Анжела жестом предложила ему пройти в квартиру и закрыла дверь.

— У миссис Купер случился приступ, и ее положили в клинику. Горничная ушла по делам. Ты сдашь меня в полицию, Барт?

— Почему? Нет такого закона, запрещающего мертвым быть живыми. Для некоторых людей такое положение даже предпочтительнее…

Барт сел на козетку, обтянутую светло-розовым атласом.

— Не садись там, Барт, — сказала Анжела. — Это мое розовое облачко.

Барт пересел в кресло, а Анжела села в свое «розовое облачко».

— Когда я сижу здесь, я начинаю чувствовать себя ангелом, — улыбнувшись, сказала она. — Но когда рядом находится такой парень, как ты, чувствовать себя ангелом очень трудно.

Она пристально посмотрела на Барта через стекла очков.

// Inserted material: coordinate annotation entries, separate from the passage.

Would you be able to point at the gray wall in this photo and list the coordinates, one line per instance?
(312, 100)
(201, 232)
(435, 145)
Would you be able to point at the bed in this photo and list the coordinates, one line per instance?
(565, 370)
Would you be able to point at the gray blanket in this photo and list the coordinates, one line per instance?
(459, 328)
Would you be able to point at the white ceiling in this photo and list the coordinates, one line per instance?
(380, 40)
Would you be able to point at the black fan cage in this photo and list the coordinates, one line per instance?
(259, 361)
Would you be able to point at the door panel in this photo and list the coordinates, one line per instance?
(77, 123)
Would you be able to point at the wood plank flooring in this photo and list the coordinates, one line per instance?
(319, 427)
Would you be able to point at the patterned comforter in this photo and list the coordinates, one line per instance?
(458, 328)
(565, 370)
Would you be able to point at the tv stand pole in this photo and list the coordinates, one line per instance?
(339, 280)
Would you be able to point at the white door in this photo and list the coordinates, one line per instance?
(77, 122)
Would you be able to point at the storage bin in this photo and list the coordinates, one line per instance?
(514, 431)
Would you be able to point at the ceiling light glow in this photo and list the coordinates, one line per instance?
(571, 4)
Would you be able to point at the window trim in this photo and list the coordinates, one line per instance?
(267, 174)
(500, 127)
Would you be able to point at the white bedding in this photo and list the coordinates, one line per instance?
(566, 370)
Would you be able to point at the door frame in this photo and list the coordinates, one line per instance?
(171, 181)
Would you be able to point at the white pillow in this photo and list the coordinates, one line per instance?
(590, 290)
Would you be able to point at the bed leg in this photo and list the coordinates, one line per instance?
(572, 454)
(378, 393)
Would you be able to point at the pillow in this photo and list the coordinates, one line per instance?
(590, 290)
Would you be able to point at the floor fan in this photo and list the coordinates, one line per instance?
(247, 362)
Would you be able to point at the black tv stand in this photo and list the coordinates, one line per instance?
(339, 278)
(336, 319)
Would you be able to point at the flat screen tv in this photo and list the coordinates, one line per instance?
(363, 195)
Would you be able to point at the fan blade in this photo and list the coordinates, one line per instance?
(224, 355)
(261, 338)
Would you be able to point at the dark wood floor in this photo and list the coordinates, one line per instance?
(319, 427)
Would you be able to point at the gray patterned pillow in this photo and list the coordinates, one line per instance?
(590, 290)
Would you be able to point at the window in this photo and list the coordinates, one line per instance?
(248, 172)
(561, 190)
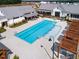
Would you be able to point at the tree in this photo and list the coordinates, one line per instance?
(16, 57)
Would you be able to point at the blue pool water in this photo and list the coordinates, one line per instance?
(36, 31)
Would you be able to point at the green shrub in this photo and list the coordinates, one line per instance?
(2, 30)
(16, 57)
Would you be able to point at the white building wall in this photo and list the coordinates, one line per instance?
(62, 14)
(2, 20)
(12, 21)
(0, 24)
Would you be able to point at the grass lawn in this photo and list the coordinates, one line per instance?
(2, 30)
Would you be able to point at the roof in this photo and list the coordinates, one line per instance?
(52, 0)
(16, 11)
(68, 8)
(2, 46)
(48, 6)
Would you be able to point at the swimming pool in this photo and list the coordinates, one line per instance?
(36, 31)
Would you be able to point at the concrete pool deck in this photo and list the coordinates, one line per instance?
(30, 51)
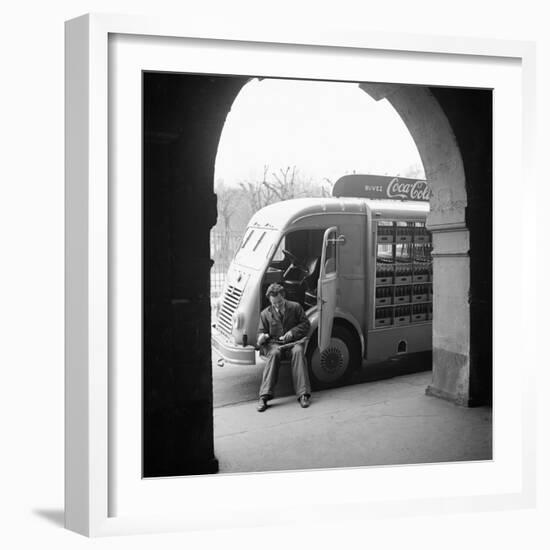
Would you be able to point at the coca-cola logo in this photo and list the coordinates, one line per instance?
(415, 190)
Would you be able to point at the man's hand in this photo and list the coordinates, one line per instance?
(287, 337)
(262, 338)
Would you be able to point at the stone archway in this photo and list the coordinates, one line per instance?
(183, 120)
(457, 365)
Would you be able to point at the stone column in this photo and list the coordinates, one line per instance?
(451, 315)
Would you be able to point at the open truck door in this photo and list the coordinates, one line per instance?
(327, 287)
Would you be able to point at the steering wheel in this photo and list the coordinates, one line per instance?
(294, 263)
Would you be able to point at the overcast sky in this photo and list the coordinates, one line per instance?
(326, 129)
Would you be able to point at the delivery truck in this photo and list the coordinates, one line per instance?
(360, 264)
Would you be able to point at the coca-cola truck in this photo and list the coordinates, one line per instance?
(360, 264)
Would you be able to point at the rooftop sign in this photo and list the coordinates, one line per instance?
(381, 187)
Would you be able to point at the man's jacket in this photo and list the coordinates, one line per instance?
(294, 319)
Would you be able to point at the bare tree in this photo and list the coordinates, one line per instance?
(228, 199)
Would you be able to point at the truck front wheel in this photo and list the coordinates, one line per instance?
(335, 365)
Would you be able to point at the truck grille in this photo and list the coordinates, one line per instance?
(231, 300)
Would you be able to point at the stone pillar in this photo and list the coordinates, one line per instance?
(451, 320)
(452, 129)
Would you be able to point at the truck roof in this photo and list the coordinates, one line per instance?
(281, 214)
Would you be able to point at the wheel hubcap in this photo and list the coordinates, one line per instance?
(330, 365)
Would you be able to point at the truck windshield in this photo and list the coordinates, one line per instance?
(256, 247)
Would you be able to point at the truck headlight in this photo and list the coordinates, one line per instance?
(238, 320)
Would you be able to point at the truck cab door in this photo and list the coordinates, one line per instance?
(327, 286)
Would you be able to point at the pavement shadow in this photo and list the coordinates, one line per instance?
(57, 517)
(399, 366)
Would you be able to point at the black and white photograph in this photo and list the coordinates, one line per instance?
(317, 267)
(274, 275)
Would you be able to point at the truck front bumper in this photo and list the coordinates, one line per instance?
(231, 353)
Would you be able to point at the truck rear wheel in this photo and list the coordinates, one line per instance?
(335, 365)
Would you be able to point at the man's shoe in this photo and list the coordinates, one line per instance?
(304, 401)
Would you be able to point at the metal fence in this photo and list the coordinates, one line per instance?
(223, 245)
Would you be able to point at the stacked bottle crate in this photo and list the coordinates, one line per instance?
(403, 293)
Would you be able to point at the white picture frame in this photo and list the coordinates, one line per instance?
(91, 218)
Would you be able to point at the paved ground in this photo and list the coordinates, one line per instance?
(379, 422)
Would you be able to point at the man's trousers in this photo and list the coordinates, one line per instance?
(298, 367)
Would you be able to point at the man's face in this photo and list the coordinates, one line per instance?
(277, 300)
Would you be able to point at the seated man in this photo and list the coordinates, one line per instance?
(281, 324)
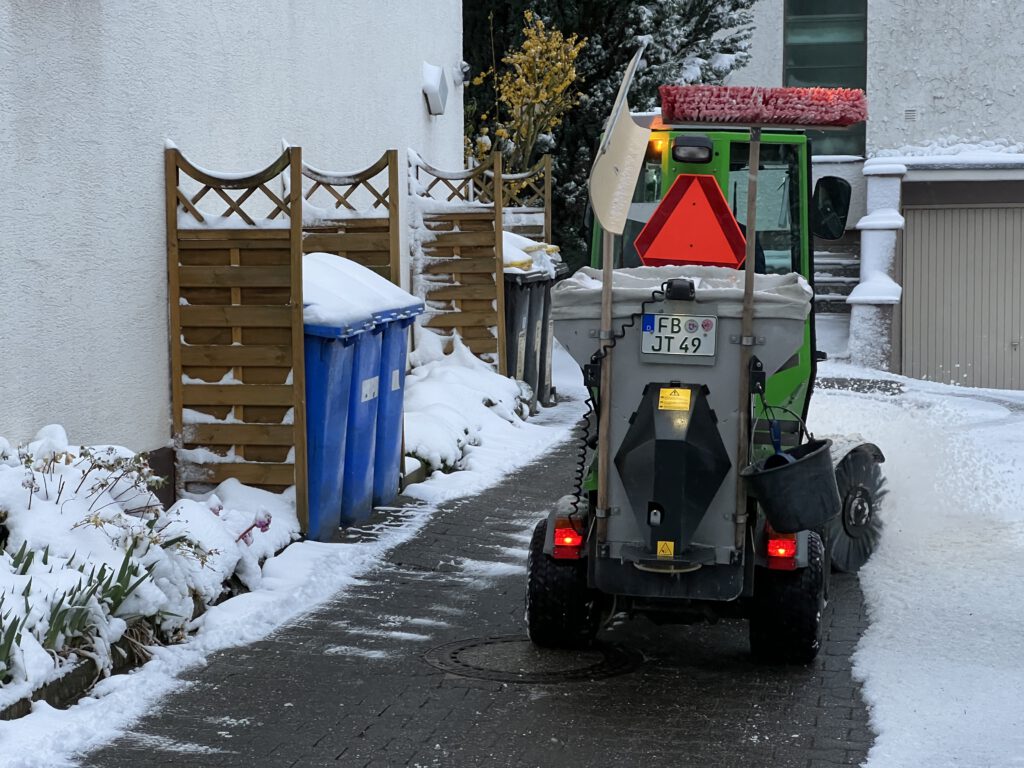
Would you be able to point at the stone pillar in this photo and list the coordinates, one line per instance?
(873, 300)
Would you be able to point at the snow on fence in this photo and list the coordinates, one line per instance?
(238, 375)
(361, 221)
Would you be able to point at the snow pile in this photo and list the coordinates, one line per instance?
(339, 292)
(87, 549)
(940, 659)
(452, 399)
(525, 255)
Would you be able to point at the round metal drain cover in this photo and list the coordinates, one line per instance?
(515, 659)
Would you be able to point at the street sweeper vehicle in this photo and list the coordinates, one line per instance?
(708, 496)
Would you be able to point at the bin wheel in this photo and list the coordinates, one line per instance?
(561, 610)
(785, 622)
(854, 534)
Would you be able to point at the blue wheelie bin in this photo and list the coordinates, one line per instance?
(330, 352)
(394, 347)
(357, 485)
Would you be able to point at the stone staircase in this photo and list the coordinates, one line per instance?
(837, 271)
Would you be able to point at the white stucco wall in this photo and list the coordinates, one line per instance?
(956, 64)
(766, 47)
(88, 93)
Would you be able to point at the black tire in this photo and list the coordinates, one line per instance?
(854, 534)
(561, 610)
(785, 622)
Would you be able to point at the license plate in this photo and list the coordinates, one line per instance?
(679, 334)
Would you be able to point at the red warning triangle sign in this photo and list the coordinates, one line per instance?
(692, 224)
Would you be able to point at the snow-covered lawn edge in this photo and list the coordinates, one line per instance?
(939, 662)
(302, 578)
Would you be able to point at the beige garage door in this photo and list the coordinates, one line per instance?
(964, 295)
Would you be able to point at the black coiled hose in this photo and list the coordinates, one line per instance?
(594, 407)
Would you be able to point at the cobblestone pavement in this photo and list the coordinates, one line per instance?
(348, 685)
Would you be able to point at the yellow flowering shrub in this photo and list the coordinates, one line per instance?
(532, 92)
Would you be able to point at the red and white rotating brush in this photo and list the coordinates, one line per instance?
(747, 104)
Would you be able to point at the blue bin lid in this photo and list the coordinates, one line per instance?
(401, 312)
(329, 331)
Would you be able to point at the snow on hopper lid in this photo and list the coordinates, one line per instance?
(340, 293)
(751, 104)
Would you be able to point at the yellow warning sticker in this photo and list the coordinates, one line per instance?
(671, 398)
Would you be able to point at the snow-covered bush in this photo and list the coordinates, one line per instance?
(451, 398)
(87, 549)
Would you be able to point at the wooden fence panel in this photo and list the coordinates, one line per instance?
(235, 288)
(461, 271)
(361, 221)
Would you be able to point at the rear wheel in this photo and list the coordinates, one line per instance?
(561, 610)
(785, 624)
(854, 534)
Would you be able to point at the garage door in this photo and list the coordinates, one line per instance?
(964, 295)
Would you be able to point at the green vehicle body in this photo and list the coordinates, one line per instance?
(791, 387)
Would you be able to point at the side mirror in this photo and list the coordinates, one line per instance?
(829, 207)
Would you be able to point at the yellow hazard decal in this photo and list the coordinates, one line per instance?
(670, 398)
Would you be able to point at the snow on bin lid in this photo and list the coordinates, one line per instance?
(340, 293)
(579, 297)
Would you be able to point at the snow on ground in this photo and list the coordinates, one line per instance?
(940, 660)
(303, 577)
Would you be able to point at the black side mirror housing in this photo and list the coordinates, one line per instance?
(829, 207)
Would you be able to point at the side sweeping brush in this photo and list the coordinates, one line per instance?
(747, 104)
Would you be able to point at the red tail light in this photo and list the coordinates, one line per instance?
(781, 550)
(568, 542)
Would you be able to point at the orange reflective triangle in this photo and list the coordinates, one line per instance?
(692, 224)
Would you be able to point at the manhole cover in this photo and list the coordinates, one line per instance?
(515, 659)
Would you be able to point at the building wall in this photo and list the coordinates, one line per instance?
(88, 94)
(956, 64)
(766, 47)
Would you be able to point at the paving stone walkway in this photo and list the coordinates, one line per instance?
(348, 684)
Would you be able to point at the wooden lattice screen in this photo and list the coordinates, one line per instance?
(527, 202)
(363, 221)
(238, 379)
(462, 265)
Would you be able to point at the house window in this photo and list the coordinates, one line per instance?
(826, 45)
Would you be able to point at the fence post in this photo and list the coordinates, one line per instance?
(500, 263)
(548, 235)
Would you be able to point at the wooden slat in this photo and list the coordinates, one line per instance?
(245, 316)
(346, 242)
(250, 474)
(238, 394)
(469, 215)
(457, 266)
(249, 245)
(240, 434)
(458, 320)
(235, 236)
(242, 276)
(463, 239)
(449, 293)
(236, 355)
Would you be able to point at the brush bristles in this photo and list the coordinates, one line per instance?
(722, 103)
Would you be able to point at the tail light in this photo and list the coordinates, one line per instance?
(568, 541)
(781, 550)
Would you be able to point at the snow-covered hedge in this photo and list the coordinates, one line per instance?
(451, 399)
(88, 550)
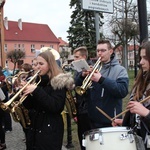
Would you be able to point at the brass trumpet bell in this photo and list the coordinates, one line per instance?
(79, 90)
(87, 81)
(53, 51)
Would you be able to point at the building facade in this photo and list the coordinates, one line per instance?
(27, 37)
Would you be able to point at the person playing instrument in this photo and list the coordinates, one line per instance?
(2, 115)
(83, 121)
(138, 116)
(46, 102)
(109, 86)
(34, 64)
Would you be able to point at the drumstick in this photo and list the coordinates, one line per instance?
(142, 101)
(100, 110)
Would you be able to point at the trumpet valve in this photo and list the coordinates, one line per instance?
(80, 91)
(4, 106)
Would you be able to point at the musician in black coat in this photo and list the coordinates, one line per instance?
(138, 118)
(45, 103)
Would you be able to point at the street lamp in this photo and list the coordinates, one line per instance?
(134, 27)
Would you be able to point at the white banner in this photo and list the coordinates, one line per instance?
(98, 5)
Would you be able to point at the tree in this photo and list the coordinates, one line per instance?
(122, 25)
(14, 56)
(82, 31)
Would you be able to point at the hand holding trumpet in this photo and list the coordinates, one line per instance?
(95, 76)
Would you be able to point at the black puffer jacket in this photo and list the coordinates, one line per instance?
(45, 107)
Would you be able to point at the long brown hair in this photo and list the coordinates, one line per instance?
(54, 69)
(143, 78)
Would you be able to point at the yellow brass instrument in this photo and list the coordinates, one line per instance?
(87, 81)
(70, 104)
(15, 107)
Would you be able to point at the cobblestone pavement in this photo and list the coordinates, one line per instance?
(14, 139)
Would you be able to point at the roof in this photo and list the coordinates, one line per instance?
(30, 32)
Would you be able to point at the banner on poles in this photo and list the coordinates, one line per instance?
(98, 5)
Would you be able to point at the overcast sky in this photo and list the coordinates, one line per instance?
(55, 13)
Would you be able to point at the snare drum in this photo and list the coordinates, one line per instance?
(110, 138)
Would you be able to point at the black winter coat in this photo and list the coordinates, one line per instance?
(45, 107)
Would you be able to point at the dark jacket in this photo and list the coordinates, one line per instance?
(45, 107)
(107, 94)
(81, 100)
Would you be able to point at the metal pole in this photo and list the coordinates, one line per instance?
(142, 11)
(97, 26)
(69, 132)
(135, 62)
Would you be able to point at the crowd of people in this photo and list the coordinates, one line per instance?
(45, 100)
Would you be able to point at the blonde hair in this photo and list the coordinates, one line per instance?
(54, 69)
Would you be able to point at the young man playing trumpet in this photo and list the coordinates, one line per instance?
(109, 86)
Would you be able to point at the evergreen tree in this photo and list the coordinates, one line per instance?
(82, 31)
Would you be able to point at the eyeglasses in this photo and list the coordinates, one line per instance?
(101, 50)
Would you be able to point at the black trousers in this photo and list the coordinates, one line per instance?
(83, 126)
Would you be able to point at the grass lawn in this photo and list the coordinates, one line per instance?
(75, 141)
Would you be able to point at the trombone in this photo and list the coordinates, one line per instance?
(87, 81)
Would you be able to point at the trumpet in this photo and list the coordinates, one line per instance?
(15, 107)
(87, 81)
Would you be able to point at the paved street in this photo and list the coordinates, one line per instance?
(14, 139)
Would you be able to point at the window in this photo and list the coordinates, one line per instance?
(42, 46)
(32, 48)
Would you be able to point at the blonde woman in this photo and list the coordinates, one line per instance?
(46, 104)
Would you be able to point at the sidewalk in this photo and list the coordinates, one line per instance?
(14, 139)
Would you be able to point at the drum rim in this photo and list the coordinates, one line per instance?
(107, 129)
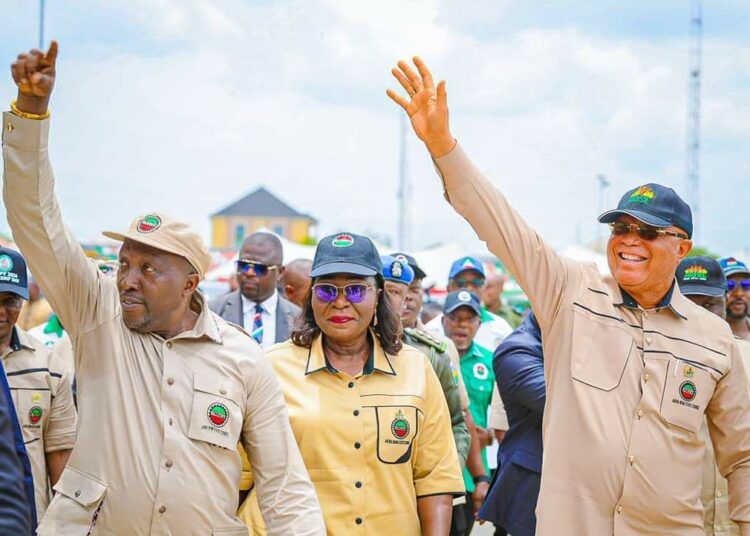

— Как ты меня нашел? — спросила она. — За всю неделю, что я нахожусь здесь, я практически никуда не выходила. Возможно, ты — охотничья собака, но тебя не мог привести сюда запах моих духов, которыми я не пользуюсь с тех пор, как ушла из «Саломея-клуба».

— Я оказался здесь благодаря… твоим хитростям с фальшивыми ногтями. Я не поверил, что ты носила эту бутафорию на своих пальцах. Но никаких доказательств у меня не было. Я вспомнил исцарапанное лицо Орвила… и захотел проверить. Орвил ходил восемь дней с твоими отметинами на лице. Сегодня утром я купил самые качественные фальшивые ногти и проделал эксперимент… Дома я приклеил их поверх своих ногтей клеем, который дается вместе с ним.

Анжела расхохоталась.

— Следуя указанным рекомендациям, я дал клею время высохнуть. Затем попытался поцарапать себе руку. Безрезультатно. Фальшивые ногти не оставляли никакого следа. Когда я нажал сильнее, они просто отвалились. Возможно, если бы обрезать их покороче, можно было бы расцарапать кожу до крови… Но у тебя никогда не было коротких ногтей, я это хорошо помню.

Он замолчал и бросил взгляд на коротко обрезанные ногти Анжелы.

— По крайней мере, ты не обрезала их так коротко в то время, когда тебя звали Анжелой. У тебя были ярко-красные ногти, как у всех танцовщиц на Бродвее. И они были натуральные, твои собственные. Вторая деталь. Тело, найденное в твоей квартире, имело на талии красноватый след. Такой след оставляет эластичный пояс для чулок. Ты никогда не носила такую экипировку. Правда, накануне убийства ты купила такой пояс, но ты им не воспользовалась, забыв его у меня. И последнее: твоя запись в дневнике… «На помощь! Идет Вальдо!» Если бы ты знала, что по лестнице поднимается Вальдо, ты не стала бы писать эту чушь, а сняла бы трубку и позвонила в полицию. Эта запись явно указывает на то, что Вальдо хотят повесить на спину преступление, которого он не совершал. И эта запись сделана твоей рукой…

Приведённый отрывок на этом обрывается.